NAIROBI, June 28 (Xinhua) -- The Nairobi-based African Academy of Sciences (AAS) will partner with foundations and academic institutions to finance research and development of new drugs aimed at tackling the continent's high disease burden.
AAS said in a statement issued on Thursday that a partnership with University of Cape Town Drug Discovery and Development Centre (H3D), Medicines for Malaria Venture (MMV) and Bill & Melinda Gates Foundation will stimulate research on new drugs to treat diseases endemic in Africa.

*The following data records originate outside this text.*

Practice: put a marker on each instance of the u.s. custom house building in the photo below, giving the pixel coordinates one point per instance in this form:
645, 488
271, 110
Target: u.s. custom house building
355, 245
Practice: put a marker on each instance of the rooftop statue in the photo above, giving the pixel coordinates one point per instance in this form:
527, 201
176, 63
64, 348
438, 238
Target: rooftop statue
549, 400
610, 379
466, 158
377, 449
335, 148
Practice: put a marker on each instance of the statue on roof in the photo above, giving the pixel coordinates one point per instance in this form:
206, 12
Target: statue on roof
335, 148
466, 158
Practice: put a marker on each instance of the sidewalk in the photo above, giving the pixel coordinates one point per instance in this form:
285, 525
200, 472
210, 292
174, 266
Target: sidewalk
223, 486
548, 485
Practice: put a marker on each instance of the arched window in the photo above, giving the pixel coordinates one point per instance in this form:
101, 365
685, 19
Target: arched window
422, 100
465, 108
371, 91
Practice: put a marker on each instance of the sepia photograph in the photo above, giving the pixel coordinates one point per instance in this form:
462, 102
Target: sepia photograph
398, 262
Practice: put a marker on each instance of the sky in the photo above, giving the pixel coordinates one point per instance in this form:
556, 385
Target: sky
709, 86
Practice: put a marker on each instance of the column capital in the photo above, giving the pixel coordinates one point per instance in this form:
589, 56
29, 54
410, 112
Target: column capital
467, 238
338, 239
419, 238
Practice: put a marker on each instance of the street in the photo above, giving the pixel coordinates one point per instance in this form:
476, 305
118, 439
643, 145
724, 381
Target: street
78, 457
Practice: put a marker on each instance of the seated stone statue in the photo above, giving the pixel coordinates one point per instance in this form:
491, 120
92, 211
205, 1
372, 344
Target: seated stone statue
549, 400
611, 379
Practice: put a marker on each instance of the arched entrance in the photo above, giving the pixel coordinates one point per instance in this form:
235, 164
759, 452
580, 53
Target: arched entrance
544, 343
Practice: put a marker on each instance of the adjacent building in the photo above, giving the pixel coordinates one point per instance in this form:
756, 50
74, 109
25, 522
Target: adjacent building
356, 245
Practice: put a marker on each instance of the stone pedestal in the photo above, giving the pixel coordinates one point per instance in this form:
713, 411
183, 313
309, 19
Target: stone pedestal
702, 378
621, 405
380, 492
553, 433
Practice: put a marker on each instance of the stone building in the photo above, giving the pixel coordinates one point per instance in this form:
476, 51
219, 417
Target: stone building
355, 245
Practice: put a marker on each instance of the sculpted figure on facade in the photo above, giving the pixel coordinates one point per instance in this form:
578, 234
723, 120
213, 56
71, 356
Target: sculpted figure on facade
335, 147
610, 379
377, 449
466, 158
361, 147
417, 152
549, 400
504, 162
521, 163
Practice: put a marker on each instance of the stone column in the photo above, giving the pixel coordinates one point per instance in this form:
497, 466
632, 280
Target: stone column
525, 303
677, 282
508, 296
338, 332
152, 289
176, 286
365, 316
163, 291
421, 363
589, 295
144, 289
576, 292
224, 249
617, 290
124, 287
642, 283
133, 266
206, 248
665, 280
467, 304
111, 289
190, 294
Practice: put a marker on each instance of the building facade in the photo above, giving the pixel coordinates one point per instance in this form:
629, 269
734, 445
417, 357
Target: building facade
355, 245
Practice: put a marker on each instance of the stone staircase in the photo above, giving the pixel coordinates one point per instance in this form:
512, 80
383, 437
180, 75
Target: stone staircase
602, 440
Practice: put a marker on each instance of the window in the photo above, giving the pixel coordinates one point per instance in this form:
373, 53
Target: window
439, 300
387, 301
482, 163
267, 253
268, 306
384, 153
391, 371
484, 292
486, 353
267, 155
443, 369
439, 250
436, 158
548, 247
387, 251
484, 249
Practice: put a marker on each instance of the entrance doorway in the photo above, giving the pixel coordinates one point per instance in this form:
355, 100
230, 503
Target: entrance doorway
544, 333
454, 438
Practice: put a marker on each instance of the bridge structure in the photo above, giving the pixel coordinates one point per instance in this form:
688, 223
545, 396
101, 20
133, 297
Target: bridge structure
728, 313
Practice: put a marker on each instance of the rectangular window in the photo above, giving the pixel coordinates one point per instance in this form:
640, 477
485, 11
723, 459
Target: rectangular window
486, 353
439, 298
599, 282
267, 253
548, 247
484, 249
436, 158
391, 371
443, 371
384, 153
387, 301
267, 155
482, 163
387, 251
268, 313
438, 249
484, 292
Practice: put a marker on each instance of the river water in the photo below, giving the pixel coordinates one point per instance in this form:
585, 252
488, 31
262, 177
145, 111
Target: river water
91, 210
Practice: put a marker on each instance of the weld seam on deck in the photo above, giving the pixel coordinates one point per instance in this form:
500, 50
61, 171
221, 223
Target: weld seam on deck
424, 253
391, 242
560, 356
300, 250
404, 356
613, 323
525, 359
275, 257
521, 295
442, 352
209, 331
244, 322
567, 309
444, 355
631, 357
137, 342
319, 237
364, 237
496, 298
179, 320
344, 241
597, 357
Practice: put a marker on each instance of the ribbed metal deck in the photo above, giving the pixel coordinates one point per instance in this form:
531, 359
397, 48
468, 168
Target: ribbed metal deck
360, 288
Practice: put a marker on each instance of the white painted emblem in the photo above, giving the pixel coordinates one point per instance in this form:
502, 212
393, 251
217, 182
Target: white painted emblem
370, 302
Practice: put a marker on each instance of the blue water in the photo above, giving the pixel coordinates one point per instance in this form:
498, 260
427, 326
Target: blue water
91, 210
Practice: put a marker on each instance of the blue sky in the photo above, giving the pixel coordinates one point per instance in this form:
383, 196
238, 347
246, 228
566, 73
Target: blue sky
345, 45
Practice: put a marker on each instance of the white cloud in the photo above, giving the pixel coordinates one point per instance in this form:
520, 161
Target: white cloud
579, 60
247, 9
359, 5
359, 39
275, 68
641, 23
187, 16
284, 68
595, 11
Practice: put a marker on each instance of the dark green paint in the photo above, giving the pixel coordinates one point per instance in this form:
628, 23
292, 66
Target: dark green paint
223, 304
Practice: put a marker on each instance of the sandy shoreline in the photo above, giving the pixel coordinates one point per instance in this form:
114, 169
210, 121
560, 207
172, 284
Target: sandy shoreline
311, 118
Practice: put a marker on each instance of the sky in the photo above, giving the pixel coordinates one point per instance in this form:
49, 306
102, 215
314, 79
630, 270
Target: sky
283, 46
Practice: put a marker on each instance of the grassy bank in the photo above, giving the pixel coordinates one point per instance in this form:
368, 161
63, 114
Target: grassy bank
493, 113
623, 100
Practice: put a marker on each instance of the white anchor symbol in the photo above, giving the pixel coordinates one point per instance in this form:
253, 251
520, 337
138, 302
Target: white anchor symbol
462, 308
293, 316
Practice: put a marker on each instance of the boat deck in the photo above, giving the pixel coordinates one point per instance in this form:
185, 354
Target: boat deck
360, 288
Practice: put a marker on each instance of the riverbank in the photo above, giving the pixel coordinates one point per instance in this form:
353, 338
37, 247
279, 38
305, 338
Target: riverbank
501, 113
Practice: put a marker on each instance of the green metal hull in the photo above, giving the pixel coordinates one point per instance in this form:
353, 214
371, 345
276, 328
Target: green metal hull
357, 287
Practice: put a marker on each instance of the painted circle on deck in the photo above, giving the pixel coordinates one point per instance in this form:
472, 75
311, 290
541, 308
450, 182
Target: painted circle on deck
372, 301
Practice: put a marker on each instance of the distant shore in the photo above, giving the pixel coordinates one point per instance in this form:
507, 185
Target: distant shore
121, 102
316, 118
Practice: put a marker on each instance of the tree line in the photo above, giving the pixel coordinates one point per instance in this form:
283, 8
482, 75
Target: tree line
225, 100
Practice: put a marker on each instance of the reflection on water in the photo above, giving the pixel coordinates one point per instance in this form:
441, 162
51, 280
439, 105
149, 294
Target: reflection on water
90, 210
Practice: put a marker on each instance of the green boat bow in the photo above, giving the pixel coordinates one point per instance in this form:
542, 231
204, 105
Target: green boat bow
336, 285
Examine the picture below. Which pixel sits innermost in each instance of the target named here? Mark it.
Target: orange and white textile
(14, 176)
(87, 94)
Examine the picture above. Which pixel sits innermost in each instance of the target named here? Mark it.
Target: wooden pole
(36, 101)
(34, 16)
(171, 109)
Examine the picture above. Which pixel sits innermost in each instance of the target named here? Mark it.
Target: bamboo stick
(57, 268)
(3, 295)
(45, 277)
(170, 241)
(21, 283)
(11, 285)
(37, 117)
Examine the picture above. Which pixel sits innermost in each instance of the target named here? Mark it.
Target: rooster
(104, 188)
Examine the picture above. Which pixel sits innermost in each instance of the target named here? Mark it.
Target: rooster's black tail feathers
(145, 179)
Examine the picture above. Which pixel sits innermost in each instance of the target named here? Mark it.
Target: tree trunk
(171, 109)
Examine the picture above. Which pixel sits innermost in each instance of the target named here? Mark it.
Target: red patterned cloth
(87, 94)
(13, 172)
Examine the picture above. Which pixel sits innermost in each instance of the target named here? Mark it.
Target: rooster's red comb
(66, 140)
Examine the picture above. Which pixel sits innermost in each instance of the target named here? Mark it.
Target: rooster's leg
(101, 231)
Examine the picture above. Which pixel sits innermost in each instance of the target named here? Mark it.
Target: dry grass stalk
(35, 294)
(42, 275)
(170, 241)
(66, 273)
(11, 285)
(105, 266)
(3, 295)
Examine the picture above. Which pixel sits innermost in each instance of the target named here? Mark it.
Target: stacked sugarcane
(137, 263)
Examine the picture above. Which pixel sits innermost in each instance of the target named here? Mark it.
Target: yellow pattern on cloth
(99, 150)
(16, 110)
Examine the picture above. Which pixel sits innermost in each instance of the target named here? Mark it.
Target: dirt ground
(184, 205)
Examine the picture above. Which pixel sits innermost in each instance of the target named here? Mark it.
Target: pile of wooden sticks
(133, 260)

"This partnership will benefit Africa by developing the capacity and augmenting efforts to discover and develop drugs for diseases that are prevalent on the continent and are otherwise affected by a market bias that has seen drug discovery efforts on the continent hampered," said Tom Kariuki, the Director of Programs at Alliance for Accelerating Excellence in Science in Africa (AESA) that is hosted by AAS.
Both AAS and partners will be offering up to 100,000 U.S. dollars for every project to be undertaken by African researchers to discover new drugs for treating malaria, tuberculosis and other neglected tropical diseases.
The grants will also support creation of a network of drug discovery and development scientists that is expected to stimulate sharing of knowledge and expertise.
AAS said the new funding will also be earmarked for strengthening the capacity of Africa's institutions to conduct research on new drugs and vaccines.
Applicants who secure the funding will be linked up with their peers across the globe for mentorship on how to carry out research leading to discovery of new and efficacious drugs.
"The attractive aspect of this program is that it focuses on highlighting and investing in those who are present on the continent," said Kelly Chibale, the Founder and Director of Drug Discovery and Development Centre at the University of Cape Town.
He said that partners will identify and fund talented African based scientists to research on potential cures for infectious diseases blighting the continent.
"This will result in an effective increase in the numbers of productive and contributing African drug discovery scientists as well as an increase in the quality and impact of drug discovery science generated in Africa by Africans," Chibale said.
Timothy wells, the Chief Scientific Officer at Medicines for Malaria Venture (MMV) hailed launch of funding incentives to stimulate research on drugs that could help eradicate killer diseases in Africa.
"At MMV, our focus is on bringing forward the next-generation of medicines to help defeat malaria. Through these grants, together with our partners, we aim to support the next-generation of African scientists to get involved in this endeavor for malaria as well as other diseases," said Wells.